By Donella Meadows
–September 11, 1986–
A recent headline reads, “Recession May be Looming on the Economic Horizon.”
But a market analyst says, “Job growth is the economy’s bottom line, and it is signaling an expanding economy.”
Page 20 of a recent Business Week tells us, “The early data during the third quarter do not support a major fizzling out of the economy into or near a recession.”
Page 21 of that same issue says, “The industrial sector is virtually in a recession. Output in the nation’s factories, mines, and utilities slipped 0.1% in July, following declines of 0.3% in June and 0.5% in May.”
The experts argue about recessions, deny them, and are surprised by them, though recessions have occurred every 4-7 years since economic record-keeping began.
A recession is the down side of the business cycle. On the up side factories run near full capacity, unemployment falls, inventories are low because customers are buying, the economy grows. During recessions everything goes the other way around. Usually 3-5% of the workforce is laid off. About 15% of manufacturing capacity is idled, until the next recovery.
The most recent business-cycle peaks have occurred in 1969, 1973, 1979, and 1985, with troughs in 1971, 1976, and 1982. The cycle is not nearly as regular as clockwork, but it is real, persistent, and roughly predictable. The most recent upswing has lasted 44 months. An average upswing lasts 33 months. A recession is overdue.

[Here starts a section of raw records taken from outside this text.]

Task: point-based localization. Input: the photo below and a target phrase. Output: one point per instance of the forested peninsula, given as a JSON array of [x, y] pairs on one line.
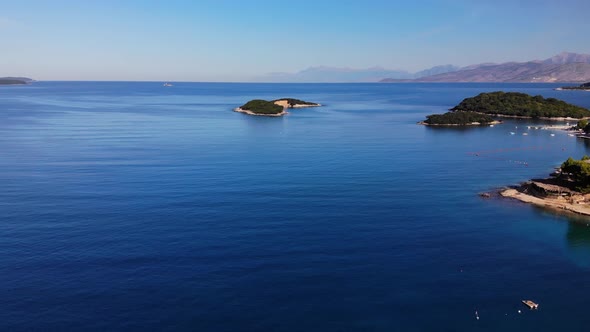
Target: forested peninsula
[[516, 104], [482, 109], [277, 107], [568, 188]]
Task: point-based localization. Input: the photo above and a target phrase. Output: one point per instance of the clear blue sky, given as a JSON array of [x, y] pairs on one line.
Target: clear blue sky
[[223, 40]]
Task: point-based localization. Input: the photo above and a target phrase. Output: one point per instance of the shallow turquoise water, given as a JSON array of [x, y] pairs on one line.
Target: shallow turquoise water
[[129, 206]]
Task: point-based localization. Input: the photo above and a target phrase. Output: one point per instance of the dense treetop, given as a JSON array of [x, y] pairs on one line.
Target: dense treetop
[[578, 171], [520, 104], [458, 118], [292, 101], [260, 106]]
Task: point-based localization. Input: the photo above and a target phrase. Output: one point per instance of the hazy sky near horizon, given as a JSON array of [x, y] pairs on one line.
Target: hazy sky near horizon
[[224, 40]]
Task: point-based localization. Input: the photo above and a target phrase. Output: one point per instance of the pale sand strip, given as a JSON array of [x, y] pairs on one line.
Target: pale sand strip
[[547, 202]]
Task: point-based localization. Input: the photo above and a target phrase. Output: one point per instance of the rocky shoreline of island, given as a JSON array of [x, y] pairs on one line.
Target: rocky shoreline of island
[[274, 108], [568, 188], [240, 110], [424, 123]]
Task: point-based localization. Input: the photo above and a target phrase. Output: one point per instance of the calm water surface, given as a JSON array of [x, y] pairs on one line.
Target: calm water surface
[[130, 206]]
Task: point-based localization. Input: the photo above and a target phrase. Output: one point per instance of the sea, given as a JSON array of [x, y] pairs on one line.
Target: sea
[[130, 206]]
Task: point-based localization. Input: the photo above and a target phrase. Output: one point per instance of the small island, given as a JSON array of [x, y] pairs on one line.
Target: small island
[[584, 86], [568, 188], [277, 107]]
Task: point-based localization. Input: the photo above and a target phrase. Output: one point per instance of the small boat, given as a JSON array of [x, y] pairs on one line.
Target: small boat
[[532, 305]]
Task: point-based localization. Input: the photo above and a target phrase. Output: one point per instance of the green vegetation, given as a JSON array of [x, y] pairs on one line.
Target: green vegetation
[[260, 106], [458, 118], [578, 172], [292, 101], [520, 104]]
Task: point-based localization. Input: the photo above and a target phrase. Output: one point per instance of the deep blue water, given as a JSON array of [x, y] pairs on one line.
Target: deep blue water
[[130, 206]]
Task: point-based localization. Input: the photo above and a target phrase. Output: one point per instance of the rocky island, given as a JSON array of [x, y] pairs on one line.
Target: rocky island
[[481, 109], [277, 107], [584, 86], [568, 188]]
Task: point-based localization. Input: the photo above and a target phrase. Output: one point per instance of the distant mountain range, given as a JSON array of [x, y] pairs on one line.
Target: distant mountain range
[[14, 80], [564, 67], [325, 74]]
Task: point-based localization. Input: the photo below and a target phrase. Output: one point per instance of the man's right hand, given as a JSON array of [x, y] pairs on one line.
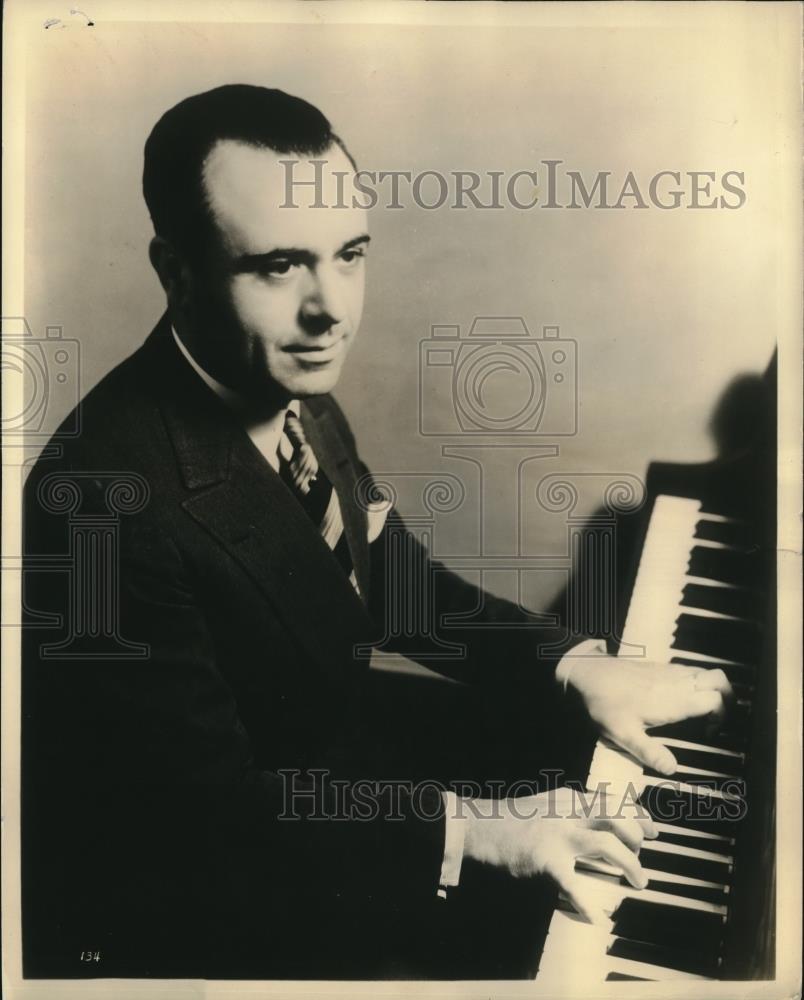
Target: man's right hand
[[546, 833]]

But we deny the down part of the business cycle, dreaming of a never-never land of Eternal Up.
That’s about as foolish as trying to deny winter. If we spent all fall arguing about the meaning of daily temperature swings, welcoming each spell of Indian summer as a sign that the Feds finally had winter under control, telling each other spring is just around the corner, we’d never put the storm windows up or the snow tires on. We’d set ourselves up for an unnecessarily uncomfortable winter.
In just that way borrowers have been borrowing and lenders lending under the assumption of uninterrupted economic growth, as if no one had never heard of recessions.
Financial managers now say that the level of debt in the economy is not sustainable if growth falters. Economic slowdown will cause massive default. There will be far more business and bank failures — already at a postwar high — than there would have been if the possibility of recession had been admitted by governments, businesses and banks.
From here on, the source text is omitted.